O varejo farmacêutico na América Latina segue em expansão e movimentou US$ 68 bilhões em 2024, segundo dados da Abrafarma. Nesse período, foram comercializadas 12,7 bilhões de unidades de produtos. O Brasil lidera o setor na região, com 50,7% de participação, seguido por México (20,7%) e Argentina (10,4%). Juntos, respondem por 82% do mercado latino-americano. A projeção para 2025 a 2028 é de um crescimento médio anual de 4% em unidades, com o Brasil ampliando sua fatia para 65,8%, consolidando-se como o maior mercado da região.
A disputa por esse mercado segue atraindo novos players. O Mercado Livre sinalizou sua entrada no Brasil no mercado farmacêutico. A estratégia busca contornar a legislação brasileira, que proíbe o envio de medicamentos a partir de centros de distribuição. Exigindo, portanto, que as vendas ocorram por drogarias licenciadas e sob supervisão de um farmacêutico.

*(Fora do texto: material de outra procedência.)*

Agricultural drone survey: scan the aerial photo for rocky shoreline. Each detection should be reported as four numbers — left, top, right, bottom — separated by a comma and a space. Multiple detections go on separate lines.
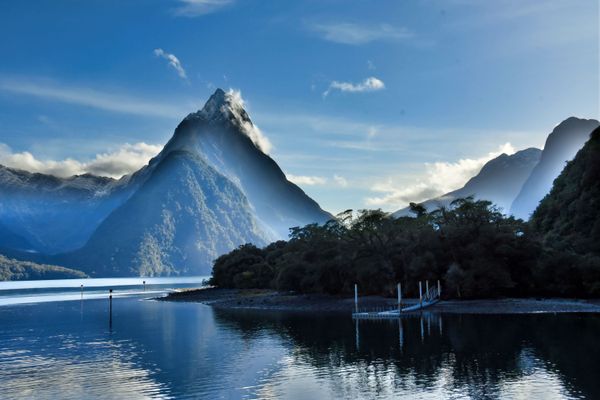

Em nota à Consumidor Moderno, a empresa afirmou: “O Mercado Livre confirma a possível aquisição de uma empresa que comercializa medicamentos. No momento oportuno, o Mercado Livre irá compartilhar mais informações a respeito”.
Segundo análise da XP, a operação deve começar com mini-centros de distribuição (mini-CDs), funcionando como um projeto piloto. A expectativa é que, após ajustes, a empresa avance para lojas estrategicamente localizadas. Para a corretora, a medida adicionaria ao marketplace uma categoria relevante e recorrente. Mas, também pode pressionar farmácias tradicionais, que hoje têm como diferencial a entrega ultrarrápida e o atendimento personalizado.
Desafios regulatórios para venda online
A Anvisa impõe regras rigorosas para o comércio eletrônico de medicamentos no Brasil (RDC 44/09 e RDC 812/23):
- Venda apenas a partir de farmácias licenciadas, nunca de CDs;
- Farmacêutico disponível no momento da venda (o que implicaria em uma operação 24h para o Mercado Livre);
- Medicamentos controlados não podem ser vendidos online.
A aposta em lojas físicas, ainda que limitadas, seria uma solução para cumprir as exigências legais e abrir espaço para expansão futura.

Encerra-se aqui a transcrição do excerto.